At Lufbery Park, under the slide there it’s plain dirt, Marrone said, and there are wires dangling at the pavilion. At Community Lake Park, there is damage to the swing set, there are more dangling wires at the park building and fairly large cracks in the tennis courts.

At Westside Field, the scoreboard has been vandalized and there is a broken pole.

There’s a lot of graffiti on the park buildings and there are holes in one of the structures, Marrone said. “You can hear the critters moving around inside,” he said. There also is no net on the volleyball court, Tatta said.

And there is the “famous building that nobody likes” at Doolittle, Marrone said. “Again, there’s dangling wires, lot of graffiti, lots of holes in the building, the same thing you’re seeing all over the place.”

On the building there is a sign placed by the Rotary Club advertising businesses who donated to construct the building, which the Rotary donated to the town in 1991.

“This is an example of where we were advertising some of the donors of the item, which I think is entirely appropriate,” Marrone said. “Advertising in the parks is something we have conceived of in the past and could be a way to pay for some of these improvements. I’m not sure if our budgetary structure we have now year to year is going to address a lot of these concerns. I think we need to look at something a little bit bigger in terms of multi departments and what’s the plan and how we are going to finance this in the future.”

Community Pool also is an issue that is not going to go away, Marrone said.

“The Community Pool is empty and is kind of messy and it is going to remain that way until we come up with the money to do something different with it,” he said. “If we are never going to do anything with it, maybe you sell it, or maybe you put another building up or you do something completely different, but I hate to see these sort of spaces left deteriorating and taken apart piece by piece because we don’t want to spend the money to invest in them.”

After working for more than a year on plans to renovate the pool into a recreation complex, parks and recreation members gave up after Mayor William Dickinson Jr. indicated the town couldn’t afford the project. It’s now estimated it would cost $8.5 million to do the project, which has been suggested come from the ARPA money the town received from the federal government.

Fishbein asked Michaels if there is any manual of park safety standards, to which Michaels said none he was aware of.

“Do you know if there is a manual of standards because I saw some stuff there that wouldn’t be allowed on a residential property?” Fishbein said. “I’m trying to figure out, is there a book that I can go buy that says that holes in the middle of concrete stairs is appropriate.”

“I have no idea,” Michaels replied.

Michaels said he inspects the parks routinely for problems. When he finds problems, he notifies Public Works Director Rob Baltramaitis, who then sends out crews to rectify the problems.
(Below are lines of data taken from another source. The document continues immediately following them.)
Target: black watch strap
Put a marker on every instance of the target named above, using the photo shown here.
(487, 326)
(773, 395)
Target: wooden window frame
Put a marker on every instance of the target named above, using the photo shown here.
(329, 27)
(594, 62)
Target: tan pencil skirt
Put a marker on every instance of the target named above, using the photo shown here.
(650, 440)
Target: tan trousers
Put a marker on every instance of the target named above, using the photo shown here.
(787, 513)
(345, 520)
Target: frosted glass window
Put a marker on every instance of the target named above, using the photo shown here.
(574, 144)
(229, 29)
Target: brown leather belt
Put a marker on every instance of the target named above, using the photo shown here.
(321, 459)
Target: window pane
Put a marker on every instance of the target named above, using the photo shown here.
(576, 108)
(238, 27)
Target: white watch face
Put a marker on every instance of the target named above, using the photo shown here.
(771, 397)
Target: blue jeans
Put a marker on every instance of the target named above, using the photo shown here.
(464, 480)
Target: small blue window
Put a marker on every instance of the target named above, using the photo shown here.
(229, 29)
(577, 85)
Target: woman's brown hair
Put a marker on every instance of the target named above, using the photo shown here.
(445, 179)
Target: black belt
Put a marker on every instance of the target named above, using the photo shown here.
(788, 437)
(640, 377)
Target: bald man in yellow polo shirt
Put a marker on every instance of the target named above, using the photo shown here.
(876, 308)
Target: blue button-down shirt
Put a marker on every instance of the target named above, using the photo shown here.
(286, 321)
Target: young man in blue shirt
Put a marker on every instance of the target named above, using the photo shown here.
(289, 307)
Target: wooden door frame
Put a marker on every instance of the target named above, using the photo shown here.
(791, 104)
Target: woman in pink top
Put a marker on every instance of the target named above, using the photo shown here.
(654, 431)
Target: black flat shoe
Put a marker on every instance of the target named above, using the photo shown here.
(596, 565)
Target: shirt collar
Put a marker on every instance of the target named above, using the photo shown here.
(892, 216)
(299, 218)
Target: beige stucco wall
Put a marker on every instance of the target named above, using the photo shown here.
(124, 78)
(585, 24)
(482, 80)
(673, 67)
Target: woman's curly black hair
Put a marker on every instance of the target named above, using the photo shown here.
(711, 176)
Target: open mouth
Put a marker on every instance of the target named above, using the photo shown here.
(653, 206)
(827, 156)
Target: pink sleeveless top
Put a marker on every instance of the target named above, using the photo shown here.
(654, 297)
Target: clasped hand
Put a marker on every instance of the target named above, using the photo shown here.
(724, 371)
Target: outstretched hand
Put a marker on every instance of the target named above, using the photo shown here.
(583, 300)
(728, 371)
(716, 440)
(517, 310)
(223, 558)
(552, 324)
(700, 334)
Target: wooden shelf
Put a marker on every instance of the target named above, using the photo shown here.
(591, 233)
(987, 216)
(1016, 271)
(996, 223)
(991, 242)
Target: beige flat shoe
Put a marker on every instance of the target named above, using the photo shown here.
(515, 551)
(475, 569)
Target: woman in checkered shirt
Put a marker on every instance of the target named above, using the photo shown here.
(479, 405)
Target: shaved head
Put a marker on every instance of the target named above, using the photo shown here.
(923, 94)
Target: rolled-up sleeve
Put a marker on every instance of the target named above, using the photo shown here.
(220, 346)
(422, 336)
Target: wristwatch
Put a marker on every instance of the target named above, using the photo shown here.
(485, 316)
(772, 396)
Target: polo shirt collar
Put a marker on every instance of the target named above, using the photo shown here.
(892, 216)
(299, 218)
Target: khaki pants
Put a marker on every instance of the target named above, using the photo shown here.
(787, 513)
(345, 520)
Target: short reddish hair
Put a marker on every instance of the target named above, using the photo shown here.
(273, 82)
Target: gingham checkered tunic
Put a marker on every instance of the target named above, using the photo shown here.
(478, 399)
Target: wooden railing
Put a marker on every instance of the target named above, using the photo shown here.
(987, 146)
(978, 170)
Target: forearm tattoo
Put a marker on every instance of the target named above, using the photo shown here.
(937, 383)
But it has become an exercise in futility in some cases, he said.

“We’ll cover up the graffiti at Doolittle, and within two days we’ll get a call, ‘Hey, they graffitied the building again.’ So then we’ve got to go and repaint the building.”

The Parks and Recreation Department is dependent on the Public Works Department to do the work because Parks and Recreation doesn’t have the staff necessary to do it, Michaels said. In a perfect world, he would have a crew of at least four full-time employees, plus the necessary equipment, to do the work within the parks department, he said.

On Nov. 9, the Parks and Recreation Commission held an organizational meeting with its new members. At that meeting, commissioners decided to meet quarterly rather than monthly because they predict the workload won’t warrant monthly meetings.

The commission will meet next year on Jan. 11, April 5, June 14 and Nov. 8.